= Curiñancu =

Curiñancu or Curignancu, Mapuche Toqui from 1766–1774 who led the Mapuche uprising of 1766.

Captain General, Antonio de Guill y Gonzaga, undertook a fantastic scheme to gather the Araucanians into cities, despite their well-known loathing of city life. The outcome of this scheme was a renewal of the war with the Mapuche. They elected Curiñancu toqui and prepared for hostilities in case the Spaniards should persist in this course. Two or three cities were begun, but the Mapuche demanded tools with which to work, offered all manner of excuses for the purpose of delaying the enterprise, and finally, these efforts failing to dissuade the Spaniards from the undertaking, they slew their superintendents and besieged the quartermaster in his camp.
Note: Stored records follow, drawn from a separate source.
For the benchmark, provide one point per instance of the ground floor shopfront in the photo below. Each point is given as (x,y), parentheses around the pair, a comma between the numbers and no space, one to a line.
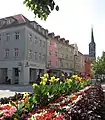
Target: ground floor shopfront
(20,72)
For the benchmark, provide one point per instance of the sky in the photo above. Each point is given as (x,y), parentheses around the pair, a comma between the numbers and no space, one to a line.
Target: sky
(73,21)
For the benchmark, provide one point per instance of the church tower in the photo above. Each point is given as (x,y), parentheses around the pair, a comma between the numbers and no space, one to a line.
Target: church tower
(92,47)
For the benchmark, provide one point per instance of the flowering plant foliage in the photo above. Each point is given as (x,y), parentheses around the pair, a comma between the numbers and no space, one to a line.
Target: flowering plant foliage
(56,95)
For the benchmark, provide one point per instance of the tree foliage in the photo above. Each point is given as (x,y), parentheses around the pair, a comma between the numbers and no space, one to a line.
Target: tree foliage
(99,65)
(41,8)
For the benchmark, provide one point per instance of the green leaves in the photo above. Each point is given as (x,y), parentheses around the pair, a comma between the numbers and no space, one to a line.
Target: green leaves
(99,65)
(41,8)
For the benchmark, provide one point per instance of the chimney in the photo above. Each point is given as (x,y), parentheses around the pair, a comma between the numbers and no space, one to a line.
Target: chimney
(51,35)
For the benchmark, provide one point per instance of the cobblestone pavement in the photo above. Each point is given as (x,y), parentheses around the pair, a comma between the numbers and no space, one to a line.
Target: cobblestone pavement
(10,90)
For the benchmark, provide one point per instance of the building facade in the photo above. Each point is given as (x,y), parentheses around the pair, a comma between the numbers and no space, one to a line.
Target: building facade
(92,47)
(52,52)
(65,54)
(23,49)
(88,63)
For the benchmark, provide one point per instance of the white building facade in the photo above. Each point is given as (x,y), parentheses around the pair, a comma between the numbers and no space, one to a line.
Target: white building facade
(23,50)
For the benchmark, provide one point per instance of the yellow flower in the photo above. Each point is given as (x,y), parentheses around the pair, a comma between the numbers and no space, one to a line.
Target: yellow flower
(15,118)
(57,79)
(35,85)
(46,76)
(75,76)
(61,82)
(52,80)
(44,80)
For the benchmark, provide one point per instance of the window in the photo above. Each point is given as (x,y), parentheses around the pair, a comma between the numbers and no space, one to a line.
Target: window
(6,53)
(8,21)
(40,42)
(30,54)
(56,53)
(17,35)
(16,52)
(44,44)
(39,56)
(0,36)
(30,37)
(49,63)
(35,39)
(35,55)
(7,37)
(49,52)
(43,57)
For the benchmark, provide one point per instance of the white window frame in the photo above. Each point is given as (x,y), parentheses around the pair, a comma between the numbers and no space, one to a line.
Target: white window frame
(17,35)
(7,36)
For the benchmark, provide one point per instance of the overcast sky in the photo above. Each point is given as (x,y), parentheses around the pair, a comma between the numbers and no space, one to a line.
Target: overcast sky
(73,21)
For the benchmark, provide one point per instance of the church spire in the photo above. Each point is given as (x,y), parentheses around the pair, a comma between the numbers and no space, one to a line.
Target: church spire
(92,36)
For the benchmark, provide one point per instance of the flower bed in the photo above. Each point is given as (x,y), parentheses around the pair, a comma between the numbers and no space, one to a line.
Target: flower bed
(71,99)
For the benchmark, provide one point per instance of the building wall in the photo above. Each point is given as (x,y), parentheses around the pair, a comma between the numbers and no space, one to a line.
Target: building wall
(12,43)
(35,47)
(65,54)
(52,54)
(87,64)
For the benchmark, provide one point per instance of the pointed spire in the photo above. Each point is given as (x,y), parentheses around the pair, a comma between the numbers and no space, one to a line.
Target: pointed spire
(92,36)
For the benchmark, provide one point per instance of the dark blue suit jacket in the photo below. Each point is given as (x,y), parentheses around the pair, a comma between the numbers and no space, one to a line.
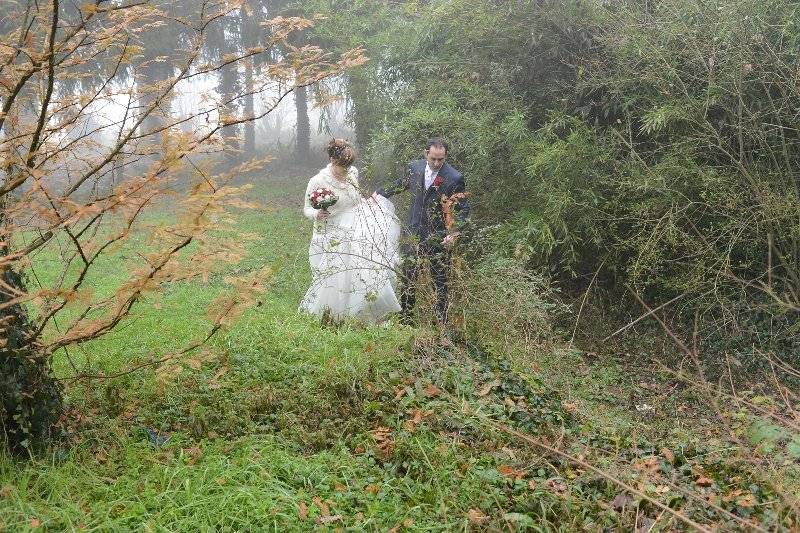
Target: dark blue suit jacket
(425,217)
Governor Guill y Gonzaga retaliated by forming an alliance with the Pehuenches. Curiñancu, ended this treasonous alliance with a sudden assault on the Pehuenches, routing them in battle. He captured their leader, Coliguna, Curiñancu executed him.

Gonzaga soon died, following the failure to accomplish his scheme, and Juan de Balmaseda y Censano Beltrán governed for a short time until Francisco Javier de Morales y Castejón de Arrollo succeeded to the governorship. The war with the Araucanians continued. Curiñancu and his vice toqui, Leviantu, constantly raided in Spanish territory, defeating the Spaniards occasionally.

By 1773, the war with the Mapuche had cost Spain over a million and a half dollars. Agustín de Jáuregui y Aldecoa finally agreed to a treaty in the Parliament of Tapihue (1774) which reaffirmed the old treaties of Quillin and Negrete, and Curiñancu exacted a further concession, that the Araucanians would be permitted to keep an embassy in Santiago, like any other independent nation.